If you want a workbook to assist you with this, Edna Foa, PhD has written several that are considered cutting edge, user friendly and intuitive. You can perform a search for “OCD Workbook, Edna Foa” online. There is also a Therapist Guide by the same author. She has the same concept for a workbook and a separate therapist guide, for PTSD. Lots of good solid overlap, to organize your treatment…
In the following blogs, I will be referencing the work of Edna Foa, PhD at the University of Pennsylvania. It is not my own research and it is based on previous research- Stress Innoculation Training and Systematic Desensitization. I see her work as taking it to a much more systematic level and validated repeatedly by research.
When you look at how to work with OCD, one must understand it and how it works by itself. Understand what we do to reinforce it and what we do to let the thoughts evaporate on their own. We do not stir the emotions, nor do we avoid them and they go away on their own. We do not reassure the person in pain, we allow them to feel the pain and go all the way through it, until they realize that the thoughts will go away on their own, if they go through the feelings. Avoidance of feelings is a mistake.

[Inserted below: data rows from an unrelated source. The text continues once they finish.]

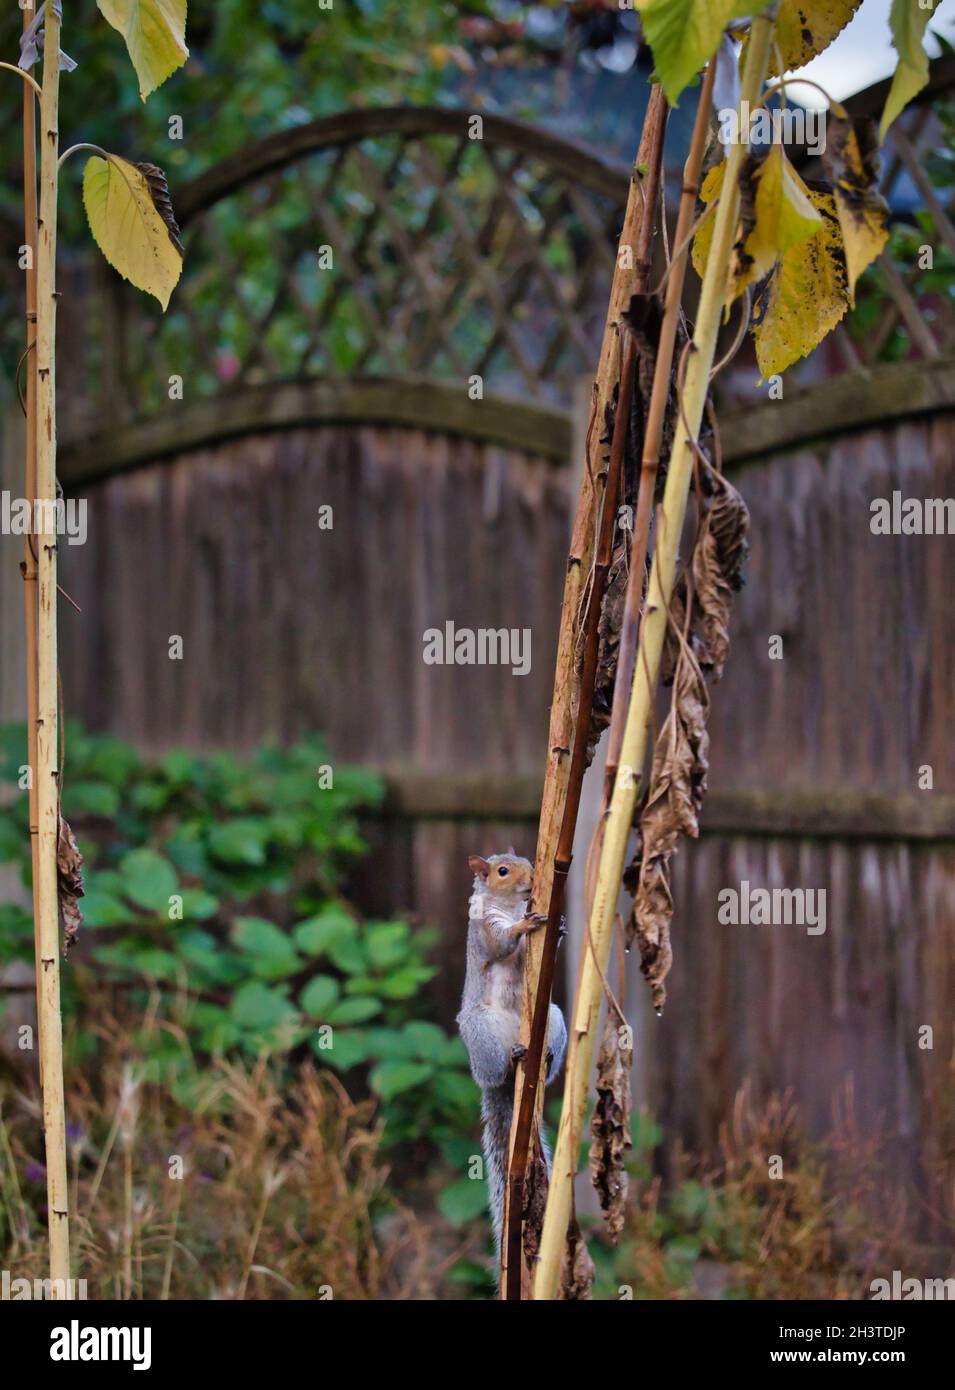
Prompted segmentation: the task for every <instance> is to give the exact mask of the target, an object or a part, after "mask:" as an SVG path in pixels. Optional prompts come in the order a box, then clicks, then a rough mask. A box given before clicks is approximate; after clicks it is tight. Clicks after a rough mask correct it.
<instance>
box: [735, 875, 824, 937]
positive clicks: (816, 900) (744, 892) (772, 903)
mask: <svg viewBox="0 0 955 1390" xmlns="http://www.w3.org/2000/svg"><path fill="white" fill-rule="evenodd" d="M716 901H717V902H719V912H717V915H716V920H717V922H719V923H720V926H735V927H738V926H744V927H745V926H756V927H759V926H767V927H784V926H785V927H790V926H797V927H805V929H806V935H809V937H822V935H824V933H826V890H824V888H753V887H751V884H749V880H748V878H744V880H742V883H741V884H740V887H738V888H720V891H719V894H717V895H716Z"/></svg>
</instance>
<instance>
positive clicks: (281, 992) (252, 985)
mask: <svg viewBox="0 0 955 1390" xmlns="http://www.w3.org/2000/svg"><path fill="white" fill-rule="evenodd" d="M229 1013H231V1015H232V1017H234V1019H235V1022H236V1023H239V1024H240V1026H242V1027H247V1029H261V1030H264V1029H277V1027H281V1026H282V1024H285V1023H292V1022H293V1020H295V1019H296V1017H297V1013H296V1011H295V1009H293V1008H292V1005H291V1004H289V1001H288V999H286V998H285V995H284V994H282V991H281V990H275V988H272V987H271V986H268V984H263V983H261V981H259V980H252V981H249V984H243V986H242V988H240V990H236V992H235V995H234V997H232V1002H231V1004H229Z"/></svg>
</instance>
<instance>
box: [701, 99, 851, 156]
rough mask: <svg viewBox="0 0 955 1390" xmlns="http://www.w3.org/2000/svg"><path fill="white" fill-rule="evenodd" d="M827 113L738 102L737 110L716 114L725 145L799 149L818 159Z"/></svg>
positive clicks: (824, 136) (722, 136)
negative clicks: (785, 145)
mask: <svg viewBox="0 0 955 1390" xmlns="http://www.w3.org/2000/svg"><path fill="white" fill-rule="evenodd" d="M827 114H829V113H827V111H826V110H819V111H816V110H808V108H806V107H802V106H787V107H783V108H781V110H780V108H778V107H772V108H770V107H767V106H756V107H752V106H751V104H749V101H741V103H740V110H737V108H735V107H733V106H727V107H721V108H720V110H719V111H717V113H716V120H717V122H719V126H720V140H721V143H723V145H724V146H726V145H740V143H741V142H742V143H744V145H799V146H805V149H806V153H808V154H812V156H819V154H822V153H823V150H824V149H826V117H827Z"/></svg>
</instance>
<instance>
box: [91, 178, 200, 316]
mask: <svg viewBox="0 0 955 1390" xmlns="http://www.w3.org/2000/svg"><path fill="white" fill-rule="evenodd" d="M146 168H147V170H149V168H153V165H147V167H146ZM83 207H85V208H86V218H88V221H89V229H90V232H92V234H93V240H95V242H96V245H97V246H99V249H100V250H101V252H103V254H104V256H106V259H107V260H108V263H110V265H113V268H114V270H115V271H118V272H120V275H122V278H124V279H128V281H129V284H131V285H135V286H136V289H142V291H145V292H146V293H147V295H153V296H154V297H156V299H158V302H160V304H161V306H163V309H164V310H165V309H167V307H168V303H170V296H171V293H172V291H174V289H175V286H177V284H178V279H179V275H181V274H182V252H181V250H179V249H178V247H177V245H175V243H174V240H172V235H171V232H170V227H168V225H167V222H165V220H164V217H163V213H161V211H160V208H158V207H157V203H156V202H154V199H153V192H152V189H150V182H149V179H147V177H146V174H145V172H143V170H142V168H140V167H139V165H138V164H131V163H129V161H128V160H121V158H120V156H118V154H108V156H107V157H106V158H104V160H101V158H100V157H99V154H93V156H90V158H89V160H88V161H86V168H85V170H83Z"/></svg>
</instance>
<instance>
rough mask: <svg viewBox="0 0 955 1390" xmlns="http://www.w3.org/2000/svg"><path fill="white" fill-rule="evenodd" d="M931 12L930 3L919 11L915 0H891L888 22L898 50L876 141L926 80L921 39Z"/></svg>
mask: <svg viewBox="0 0 955 1390" xmlns="http://www.w3.org/2000/svg"><path fill="white" fill-rule="evenodd" d="M933 13H934V4H933V7H931V10H923V8H922V6H920V4H919V3H917V0H892V8H891V13H890V17H888V24H890V28H891V31H892V42H894V44H895V51H897V53H898V67H897V68H895V75H894V76H892V85H891V88H890V89H888V96H887V97H885V108H884V111H883V118H881V122H880V126H879V139H880V140H884V139H885V133H887V131H888V128H890V125H891V124H892V121H895V120H898V117H899V115H901V114H902V111H904V110H905V107H906V106H908V104H909V101H911V100H912V97H913V96H917V95H919V92H920V90H922V88H923V86H927V83H929V54H927V53H926V50H924V44H923V39H924V33H926V25H927V24H929V19H931V15H933Z"/></svg>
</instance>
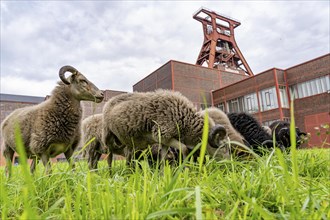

“Specific thinking mistakes occur in OCD:
Unless one avoids the triggers, or rituals in response to them, the anxiety or distress will last forever or will cause a nervous breakdown.
Thinking about an action is the same as doing it,or wanting to do it.
If one does not ritualize, the things one is afraid of will happen, actually do happen.
If one does not try to prevent harm, it’s the same as causing harm or condoning it.”
I would ask the reader to consider these mistakes in their own life. Consider when you make these mistakes, what happens next?